Dans ces conditions, comment s’étonner si des hommes éminens se demandent avec anxiété en quoi le Japon a bénéficié de l’introduction des mœurs européennes ? Le docteur Otsuka, un éminent sociologue, pour répondre à cette question, a publié un article très intéressant sous le titre : La civilisation occidentale au Japon, article que le Daily Mail japonais a longuement critiqué.

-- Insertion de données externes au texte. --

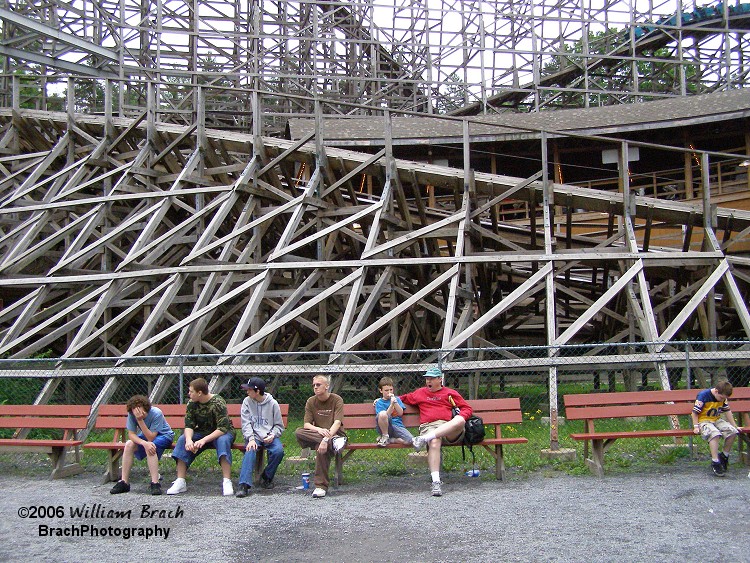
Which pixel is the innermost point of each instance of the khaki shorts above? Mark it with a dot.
(427, 426)
(711, 430)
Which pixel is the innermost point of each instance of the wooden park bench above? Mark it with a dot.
(65, 421)
(494, 413)
(114, 417)
(673, 405)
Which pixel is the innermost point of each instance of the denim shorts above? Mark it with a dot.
(720, 427)
(160, 442)
(222, 445)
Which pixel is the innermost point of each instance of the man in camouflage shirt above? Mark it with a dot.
(207, 425)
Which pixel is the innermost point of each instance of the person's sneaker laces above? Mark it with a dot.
(724, 459)
(179, 486)
(227, 488)
(120, 487)
(718, 468)
(338, 443)
(437, 491)
(418, 443)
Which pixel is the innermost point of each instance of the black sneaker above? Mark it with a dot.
(242, 490)
(120, 487)
(265, 482)
(718, 468)
(724, 459)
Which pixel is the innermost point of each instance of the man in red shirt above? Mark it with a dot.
(442, 415)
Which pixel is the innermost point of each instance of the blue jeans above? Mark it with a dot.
(222, 444)
(275, 454)
(161, 442)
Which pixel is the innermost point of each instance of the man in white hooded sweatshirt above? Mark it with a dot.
(261, 426)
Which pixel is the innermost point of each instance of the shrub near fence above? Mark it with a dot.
(516, 372)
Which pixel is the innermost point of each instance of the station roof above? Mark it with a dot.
(606, 120)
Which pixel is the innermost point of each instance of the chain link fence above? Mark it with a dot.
(539, 376)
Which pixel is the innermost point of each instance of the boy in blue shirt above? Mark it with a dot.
(710, 406)
(149, 434)
(388, 412)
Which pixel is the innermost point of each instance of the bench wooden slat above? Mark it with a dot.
(46, 422)
(628, 411)
(69, 419)
(27, 443)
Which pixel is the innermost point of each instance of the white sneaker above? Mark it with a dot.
(338, 443)
(228, 488)
(418, 443)
(179, 486)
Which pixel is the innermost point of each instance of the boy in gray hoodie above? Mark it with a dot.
(261, 426)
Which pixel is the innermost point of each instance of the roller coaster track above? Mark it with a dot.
(701, 23)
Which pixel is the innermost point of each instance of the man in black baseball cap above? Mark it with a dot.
(256, 384)
(262, 425)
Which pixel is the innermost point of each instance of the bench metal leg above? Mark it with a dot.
(113, 466)
(596, 462)
(499, 463)
(59, 468)
(338, 464)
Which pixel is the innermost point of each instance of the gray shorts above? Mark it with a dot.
(427, 426)
(711, 430)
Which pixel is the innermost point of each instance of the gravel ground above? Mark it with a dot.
(668, 514)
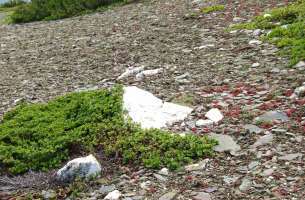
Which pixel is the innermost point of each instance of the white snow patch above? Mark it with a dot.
(151, 112)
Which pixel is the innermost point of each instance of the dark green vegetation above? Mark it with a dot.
(210, 9)
(12, 3)
(42, 136)
(38, 10)
(287, 29)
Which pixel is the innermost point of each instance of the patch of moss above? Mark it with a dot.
(285, 27)
(42, 136)
(214, 8)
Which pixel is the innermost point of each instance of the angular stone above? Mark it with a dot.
(273, 115)
(253, 129)
(48, 194)
(214, 114)
(266, 139)
(168, 196)
(164, 172)
(84, 167)
(202, 122)
(202, 196)
(291, 156)
(268, 172)
(105, 189)
(197, 166)
(151, 112)
(245, 185)
(225, 143)
(114, 195)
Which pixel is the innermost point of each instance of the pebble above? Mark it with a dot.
(225, 143)
(105, 189)
(266, 139)
(253, 128)
(48, 194)
(202, 122)
(202, 196)
(168, 196)
(290, 157)
(254, 65)
(268, 172)
(114, 195)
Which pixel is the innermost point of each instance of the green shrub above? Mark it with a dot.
(210, 9)
(38, 10)
(42, 136)
(287, 29)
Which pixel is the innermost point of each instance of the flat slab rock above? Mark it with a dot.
(151, 112)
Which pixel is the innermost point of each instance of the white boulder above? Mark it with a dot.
(114, 195)
(214, 114)
(149, 111)
(84, 167)
(148, 73)
(130, 72)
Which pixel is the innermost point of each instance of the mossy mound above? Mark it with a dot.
(42, 136)
(286, 29)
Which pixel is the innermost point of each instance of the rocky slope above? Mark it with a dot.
(203, 65)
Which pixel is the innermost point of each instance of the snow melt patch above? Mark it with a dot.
(151, 112)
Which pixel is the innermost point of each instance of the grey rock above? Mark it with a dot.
(252, 128)
(83, 167)
(225, 143)
(273, 115)
(245, 185)
(168, 196)
(290, 157)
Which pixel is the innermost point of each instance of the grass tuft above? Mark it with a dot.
(285, 27)
(42, 136)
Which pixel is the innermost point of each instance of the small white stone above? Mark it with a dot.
(202, 122)
(300, 64)
(255, 42)
(214, 114)
(114, 195)
(148, 73)
(164, 171)
(257, 32)
(254, 65)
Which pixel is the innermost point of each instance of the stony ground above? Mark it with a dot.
(204, 65)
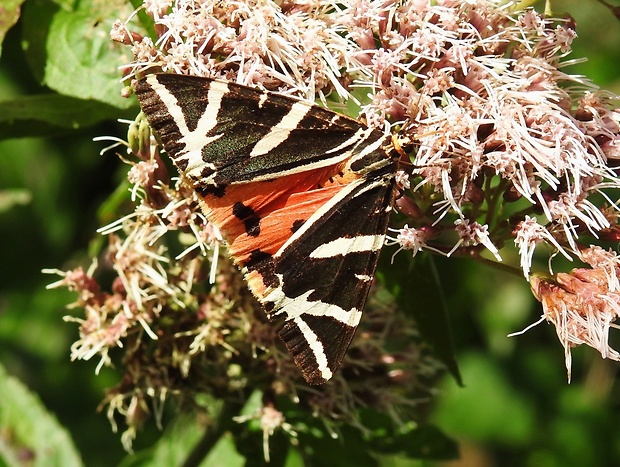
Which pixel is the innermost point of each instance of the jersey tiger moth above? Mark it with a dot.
(302, 195)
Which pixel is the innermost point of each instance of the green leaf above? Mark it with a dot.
(9, 14)
(348, 450)
(71, 50)
(44, 114)
(416, 287)
(30, 434)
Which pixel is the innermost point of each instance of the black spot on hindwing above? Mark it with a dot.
(262, 263)
(250, 219)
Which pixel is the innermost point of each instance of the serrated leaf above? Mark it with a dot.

Le docteur Otsuka pose et essaie de résoudre le problème suivant : « Jusqu’où le Japon a-t-il été dans l’adoption de la civilisation européenne et jusqu’où, toutes choses considérées, est-il désirable qu’il aille dans cette direction ? Quelles sont les parties de cette civilisation qu’il s’est déjà assimilées, et quelle influence cette introduction a-t-elle eue sur le peuple et sur le pays ? Dans le premier chapitre de son Essai, il traite les quatre dogmes généraux, l’Individualisme, le Patriarchisme, le Naturalisme et le Cosmopolitisme ; ensuite, il examine l’attitude de l’esprit japonais en regard de la civilisation occidentale :


On ne peut douter, dit-il, de ce fait que, depuis une quarantaine d’années, un mélange de deux systèmes très distincts l’un de l’autre, celui du Japon ancien et celui de l’Europe ou de l’Amérique, a été appliqué. Or l’effet de l’influence occidentale sur la vie et les institutions japonaises reste tout extérieur et ne pénètre guère jusque dans les pensées, les sentimens et les goûts. Il y a quelques points sur lesquels nous semblons, aux yeux du monde, être tout à fait occidentalisés ; 1° le gouvernement est constitutionnel ; 2° l’armée et la marine sont calquées sur celles de l’Europe ; 3° la codification des lois, tout en conservant d’anciens usages et coutumes, est très nettement européenne ; 4° notre administration financière est occidentale ; 5° notre système d’éducation vient également de l’étranger. Vu du dehors, notre pays paraît avoir complètement changé. Mais, en pénétrant plus au fond, on retrouve les vieux sentimens, les vieilles idées, l’âme primitive du Japon, et on constate combien peu l’Occident a déteint sur l’Orient ! Le changement est un changement apparent et tout extérieur. Examinez, par exemple, l’attitude du peuple envers ce gouvernement constitutionnel. Presque aucun de ceux qui le composent n’a les idées fondamentales qui caractérisent les peuples qui sont gouvernés constitutionnellement en Occident.


Cette opinion n’est pas celle des auteurs étrangers qui, eux, jugent la transformation du Japon définitive et complète.